An obituary of Mille's father, Dr. Jesse Wilson, which was published in The Canada Lancet at the time of his death in 1913, claimed that Jesse Wilson was descended from family that boasted several eminent physicians, although their names were not specifically noted. In addition to those in her father's lineage, however, Mille also had at least one physician ancestor in the lineage of her mother, Susan Richardson Mack. According to Mille's membership record in the Daughters of the American Revolution, she was the great-great-granddaughter of American patriot Stephen Powers, who served as a soldier and surgeon attending the wounded at the Battle of Bunker Hill.

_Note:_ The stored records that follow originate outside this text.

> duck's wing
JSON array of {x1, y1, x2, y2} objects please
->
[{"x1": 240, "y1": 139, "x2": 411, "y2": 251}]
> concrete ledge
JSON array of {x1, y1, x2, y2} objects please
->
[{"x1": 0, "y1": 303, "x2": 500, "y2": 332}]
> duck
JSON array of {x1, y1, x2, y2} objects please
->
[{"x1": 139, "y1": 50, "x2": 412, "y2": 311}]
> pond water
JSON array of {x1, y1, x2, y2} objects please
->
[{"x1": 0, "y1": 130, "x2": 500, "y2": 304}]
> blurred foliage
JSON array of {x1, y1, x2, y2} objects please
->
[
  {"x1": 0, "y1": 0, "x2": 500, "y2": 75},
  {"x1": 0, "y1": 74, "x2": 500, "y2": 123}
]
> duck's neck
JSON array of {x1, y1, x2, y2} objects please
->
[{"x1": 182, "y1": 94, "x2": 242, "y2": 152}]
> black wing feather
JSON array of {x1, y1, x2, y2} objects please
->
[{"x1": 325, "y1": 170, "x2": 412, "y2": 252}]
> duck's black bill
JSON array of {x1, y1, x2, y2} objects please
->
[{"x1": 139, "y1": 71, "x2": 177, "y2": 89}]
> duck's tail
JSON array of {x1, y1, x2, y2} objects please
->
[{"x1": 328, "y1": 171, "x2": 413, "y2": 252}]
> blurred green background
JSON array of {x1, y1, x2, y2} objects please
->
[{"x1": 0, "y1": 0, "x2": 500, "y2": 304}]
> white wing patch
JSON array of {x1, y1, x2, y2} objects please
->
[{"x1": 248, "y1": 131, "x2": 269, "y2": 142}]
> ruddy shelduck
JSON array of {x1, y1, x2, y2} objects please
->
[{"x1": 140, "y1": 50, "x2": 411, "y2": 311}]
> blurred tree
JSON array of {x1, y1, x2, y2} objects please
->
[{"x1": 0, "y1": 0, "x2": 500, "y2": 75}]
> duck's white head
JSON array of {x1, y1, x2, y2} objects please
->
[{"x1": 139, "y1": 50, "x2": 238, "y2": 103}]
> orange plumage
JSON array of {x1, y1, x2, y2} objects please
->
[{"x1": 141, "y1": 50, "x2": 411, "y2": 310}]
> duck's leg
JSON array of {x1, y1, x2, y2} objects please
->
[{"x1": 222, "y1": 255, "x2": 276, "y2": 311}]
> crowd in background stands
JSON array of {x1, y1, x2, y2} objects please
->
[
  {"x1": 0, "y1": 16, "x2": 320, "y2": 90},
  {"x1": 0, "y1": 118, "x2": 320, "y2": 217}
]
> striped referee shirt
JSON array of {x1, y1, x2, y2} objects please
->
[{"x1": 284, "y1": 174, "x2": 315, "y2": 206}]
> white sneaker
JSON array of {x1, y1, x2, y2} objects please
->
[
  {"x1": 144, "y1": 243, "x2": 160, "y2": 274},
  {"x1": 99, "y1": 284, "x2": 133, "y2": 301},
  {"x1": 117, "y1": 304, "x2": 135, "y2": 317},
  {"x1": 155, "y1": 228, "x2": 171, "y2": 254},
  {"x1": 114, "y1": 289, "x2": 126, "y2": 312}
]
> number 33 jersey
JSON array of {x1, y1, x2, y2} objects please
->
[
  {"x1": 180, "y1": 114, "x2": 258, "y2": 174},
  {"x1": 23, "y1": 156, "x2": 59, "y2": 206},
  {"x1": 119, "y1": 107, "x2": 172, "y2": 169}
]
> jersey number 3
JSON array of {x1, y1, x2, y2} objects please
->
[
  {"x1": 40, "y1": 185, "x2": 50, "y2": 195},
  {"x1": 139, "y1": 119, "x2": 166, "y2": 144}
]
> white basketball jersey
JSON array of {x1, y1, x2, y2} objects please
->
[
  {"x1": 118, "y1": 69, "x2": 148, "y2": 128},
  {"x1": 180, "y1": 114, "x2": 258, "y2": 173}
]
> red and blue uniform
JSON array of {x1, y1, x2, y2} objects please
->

Thanks to Rod Wilson for the newspaper feature about Mille Wilson which included the photograph show here.

Friday, November 1, 2013

This Month in Rochester History

November 1963 is remembered in Rochester history in much the same way that it is by people across the nation. Fifty years ago this month, Rochester residents were stunned and saddened by the assassination of President John F. Kennedy. Under a banner headline that read "Rochester Bows Head in Sorrow for Fallen President," the Rochester Clarion reported in part:
Suddenly, the streets were empty. It was an overcast, partially rainy early afternoon in Rochester when word was flashed by radio and television that President John F. Kennedy had been struck down by an assassin's bullet while riding down a Dallas street.
. . .
In the National Bank of Detroit office here, a radio was turned on. The customers and personnel froze as the death was announced and the National Anthem was played. Businesses suddenly found their stores almost empty.

The article went on to say that a variety of local events were cancelled or postponed over the weekend that followed the president's death. A turkey drawing by downtown merchants, a hootenanny at the high school, and the Illinois-Michigan State football game at East Lansing were among the activities that did not take place.  What did take place were special local church services on the day of the funeral.  The Clarion continued with its description of local observances:
Schools were closed Monday. There was no mail delivery and all federal and local governmental offices closed their doors. A black drape hung over the front entrance of the Municipal Building. Monday night was the regular meeting of the Village Council. A proclamation by Council President was read and the meeting was quietly adjourned until Tuesday night.
. . .
It was a remarkable and most tragic weekend.